Paul Kuntzler, 21 and in Washington for just two years, had the day off. Since the first reports about the march, he’d planned to be there. For a young gay man from Michigan, the District sometimes seemed a very Southern town. At his first job, a young white female colleague was discovered to have a black boyfriend, and her co-workers — all-white, by policy — felt free to chastise her. At a banking institute where Kuntzler took classes, the instructor began class — all-white, by rule — with a racist joke.

Kuntzler, who went on to co-found the Gay and Lesbian Activists Alliance and the District’s Gertrude Stein Democratic Club, was a regular at civil rights demonstrations, but this one was different. He went alone. His boyfriend, who worked on the Hill, didn’t get the day off. When Kuntzler went home that night, he was eager to tell the story of King’s rousing rhetoric, to describe how he’d seen people’s attitudes change before his eyes. His friend listened, but knowing that the FBI was suspicious about the event, he asked Kuntzler, “Did anybody see you go?”

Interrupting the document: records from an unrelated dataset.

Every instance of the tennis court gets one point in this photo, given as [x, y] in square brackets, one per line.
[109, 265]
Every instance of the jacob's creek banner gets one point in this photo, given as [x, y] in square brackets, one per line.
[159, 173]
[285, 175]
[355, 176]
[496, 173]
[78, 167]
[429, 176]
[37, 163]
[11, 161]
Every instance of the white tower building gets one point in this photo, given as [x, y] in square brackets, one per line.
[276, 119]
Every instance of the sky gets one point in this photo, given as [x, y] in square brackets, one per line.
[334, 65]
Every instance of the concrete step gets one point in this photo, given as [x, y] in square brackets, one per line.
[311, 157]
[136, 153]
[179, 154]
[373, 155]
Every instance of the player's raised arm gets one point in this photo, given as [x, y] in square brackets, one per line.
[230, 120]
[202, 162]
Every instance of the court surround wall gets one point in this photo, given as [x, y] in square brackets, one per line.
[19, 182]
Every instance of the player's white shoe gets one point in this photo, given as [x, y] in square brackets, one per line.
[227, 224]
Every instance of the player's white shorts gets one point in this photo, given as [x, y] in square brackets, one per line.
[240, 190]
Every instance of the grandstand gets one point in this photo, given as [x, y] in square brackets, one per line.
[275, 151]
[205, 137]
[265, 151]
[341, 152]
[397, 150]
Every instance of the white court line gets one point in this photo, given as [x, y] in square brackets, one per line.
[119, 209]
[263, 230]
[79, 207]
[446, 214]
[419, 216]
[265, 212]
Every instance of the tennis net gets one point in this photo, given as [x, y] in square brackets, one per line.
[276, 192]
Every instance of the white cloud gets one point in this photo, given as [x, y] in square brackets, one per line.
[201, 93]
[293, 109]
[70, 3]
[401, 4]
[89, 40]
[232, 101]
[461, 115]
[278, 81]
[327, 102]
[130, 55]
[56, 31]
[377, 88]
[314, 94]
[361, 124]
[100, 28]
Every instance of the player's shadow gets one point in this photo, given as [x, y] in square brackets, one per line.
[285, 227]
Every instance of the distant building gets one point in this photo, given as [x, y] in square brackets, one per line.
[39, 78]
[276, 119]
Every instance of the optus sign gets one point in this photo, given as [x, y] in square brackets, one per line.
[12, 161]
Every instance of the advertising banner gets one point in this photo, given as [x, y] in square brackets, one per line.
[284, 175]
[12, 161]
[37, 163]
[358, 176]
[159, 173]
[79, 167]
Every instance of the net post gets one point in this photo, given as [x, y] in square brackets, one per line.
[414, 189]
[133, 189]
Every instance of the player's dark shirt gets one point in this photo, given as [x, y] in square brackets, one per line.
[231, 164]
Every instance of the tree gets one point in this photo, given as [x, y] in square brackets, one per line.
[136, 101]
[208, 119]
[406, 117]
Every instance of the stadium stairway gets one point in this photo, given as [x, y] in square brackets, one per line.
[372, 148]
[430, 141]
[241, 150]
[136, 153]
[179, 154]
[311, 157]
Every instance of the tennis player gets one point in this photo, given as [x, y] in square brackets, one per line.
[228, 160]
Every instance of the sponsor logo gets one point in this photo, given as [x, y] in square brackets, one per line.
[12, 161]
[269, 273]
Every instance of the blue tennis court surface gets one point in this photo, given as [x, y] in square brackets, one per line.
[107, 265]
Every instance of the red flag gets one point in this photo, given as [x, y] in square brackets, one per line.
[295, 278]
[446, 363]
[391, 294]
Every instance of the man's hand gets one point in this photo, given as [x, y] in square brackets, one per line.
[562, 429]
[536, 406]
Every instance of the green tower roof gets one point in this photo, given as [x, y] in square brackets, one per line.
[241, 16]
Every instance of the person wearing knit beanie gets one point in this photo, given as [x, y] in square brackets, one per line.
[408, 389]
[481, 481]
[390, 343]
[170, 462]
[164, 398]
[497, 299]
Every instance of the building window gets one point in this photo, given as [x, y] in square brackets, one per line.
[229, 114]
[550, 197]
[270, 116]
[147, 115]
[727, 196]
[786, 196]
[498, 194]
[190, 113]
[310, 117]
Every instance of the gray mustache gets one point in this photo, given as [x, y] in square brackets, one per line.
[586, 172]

If communists showed up at the rally, no one found them.

The American Nazi Party had promised to produce 10,000 sympathizers, but only 75 turned out, a tribute, party leader George Lincoln Rockwell said, “to the cowardice of the white race.”

A bus full of demonstrators was attacked with rocks on the Baltimore-Washington Parkway. But police reported only two arrests among the crowd of 200,000: a Nazi charged with making a speech without a permit and an Arlington man fined $10 for smashing up a demonstrator’s sign.